First public release. Reproducible analysis pipeline covering every YC company from Winter 2024 through Winter 2026.

Scope

  • 1,014 companies across 6 cohorts (W24, W25, Sp25, Su25, F25, W26)
  • 924 AI-focused companies classified on 5 axes: end market × product layer × AI pattern × buyer × wedge archetype
  • ~25 binary signals per company (mentions_agents, regulated_industry, services_angle, etc.)
  • Founder-background signals extracted from bios (ex-big-tech, research, operator, domain expert, repeat founder, enterprise, regulated)

Headline findings

  1. AI is the default at YC. 86% → 93% cohort share.
  2. Vertical positioning rose 59% → 71%; horizontal fell 15% → 9%.
  3. The RAG era ended quietly. rag -7.8pp, retrieval -6.3pp, fine-tuning -2.9pp, copilot -5.4pp.
  4. Agents are real but partly rhetorical.
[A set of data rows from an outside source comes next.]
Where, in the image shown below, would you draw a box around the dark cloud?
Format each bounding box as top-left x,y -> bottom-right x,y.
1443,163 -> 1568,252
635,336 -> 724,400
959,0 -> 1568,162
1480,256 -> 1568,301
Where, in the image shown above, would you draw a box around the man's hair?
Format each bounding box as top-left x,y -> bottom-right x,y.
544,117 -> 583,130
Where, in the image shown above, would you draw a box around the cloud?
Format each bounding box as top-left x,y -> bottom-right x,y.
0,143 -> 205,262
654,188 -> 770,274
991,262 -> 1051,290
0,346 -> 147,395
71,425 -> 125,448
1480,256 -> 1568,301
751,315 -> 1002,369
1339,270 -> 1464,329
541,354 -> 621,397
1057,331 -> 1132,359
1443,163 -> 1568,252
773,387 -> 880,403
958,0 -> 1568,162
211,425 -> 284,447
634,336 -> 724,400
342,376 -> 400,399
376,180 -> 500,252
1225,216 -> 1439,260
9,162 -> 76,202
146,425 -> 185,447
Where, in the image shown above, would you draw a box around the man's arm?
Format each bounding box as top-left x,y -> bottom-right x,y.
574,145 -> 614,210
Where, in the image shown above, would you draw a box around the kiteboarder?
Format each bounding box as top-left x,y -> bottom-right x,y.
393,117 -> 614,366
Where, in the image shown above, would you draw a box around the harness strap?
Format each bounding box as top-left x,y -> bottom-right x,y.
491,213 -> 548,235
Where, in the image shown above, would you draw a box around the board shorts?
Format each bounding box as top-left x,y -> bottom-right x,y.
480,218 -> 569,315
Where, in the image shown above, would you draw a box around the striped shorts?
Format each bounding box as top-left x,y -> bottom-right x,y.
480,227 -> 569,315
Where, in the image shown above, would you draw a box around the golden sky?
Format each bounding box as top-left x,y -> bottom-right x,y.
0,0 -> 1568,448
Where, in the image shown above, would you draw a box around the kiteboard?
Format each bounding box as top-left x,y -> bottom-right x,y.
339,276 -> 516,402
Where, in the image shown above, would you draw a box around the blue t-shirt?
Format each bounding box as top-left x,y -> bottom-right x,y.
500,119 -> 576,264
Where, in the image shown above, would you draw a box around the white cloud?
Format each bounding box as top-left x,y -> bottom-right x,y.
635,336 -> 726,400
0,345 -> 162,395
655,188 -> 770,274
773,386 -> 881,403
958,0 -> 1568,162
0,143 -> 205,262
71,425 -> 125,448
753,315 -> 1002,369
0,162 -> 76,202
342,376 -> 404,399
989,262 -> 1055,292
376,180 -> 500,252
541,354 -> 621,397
Term agent +16.2pp vs classifier Autonomous Agent pattern +11.8pp — ~4pp is re-labeled copilots.
  5. AI-native service firms are emerging as a credible wedge. Replaces-outsourced-labor archetype +3.5pp.
  6. Compliance and audit are quietly central. audit +7.9pp, EU AI Act / regulation +6.2pp.
  7. Robotics / Embodied AI +9.4pp — larger than the discourse suggests.

What's in the release

  • src/ — scraper, classifier, founder analysis, trend analysis, visualisation, report writer
  • config/ — taxonomy, keywords, cohorts (all YAML; tune by editing)
  • data/processed/raw_companies.json — the full merged scrape (9 MB); ships with the release for one-command reproduction
  • outputs/charts/ — 16 charts
  • outputs/tables/ — 25 CSVs (cohort metrics, axis shares, deltas, emerging, term freqs, founder signals, wedge analysis)
  • outputs/analysis_summary.md — full narrative
  • outputs/key_findings.md — one-page bullet summary
  • outputs/MEDIUM_ARTICLE.md — long-form article

Reproduce

git clone https://github.com/sjmoran/yc-ai-cohort-analysis.git
cd yc-ai-cohort-analysis
pip install -r requirements.txt
python main.py --skip-scrape    # ~20s using shipped dataset
# or
python main.py --no-cache       # ~30s, full fresh scrape

Every classification carries the keyword hits that fired it. Every number in the narrative is traceable to a CSV. The whole thing is deterministic and inspectable.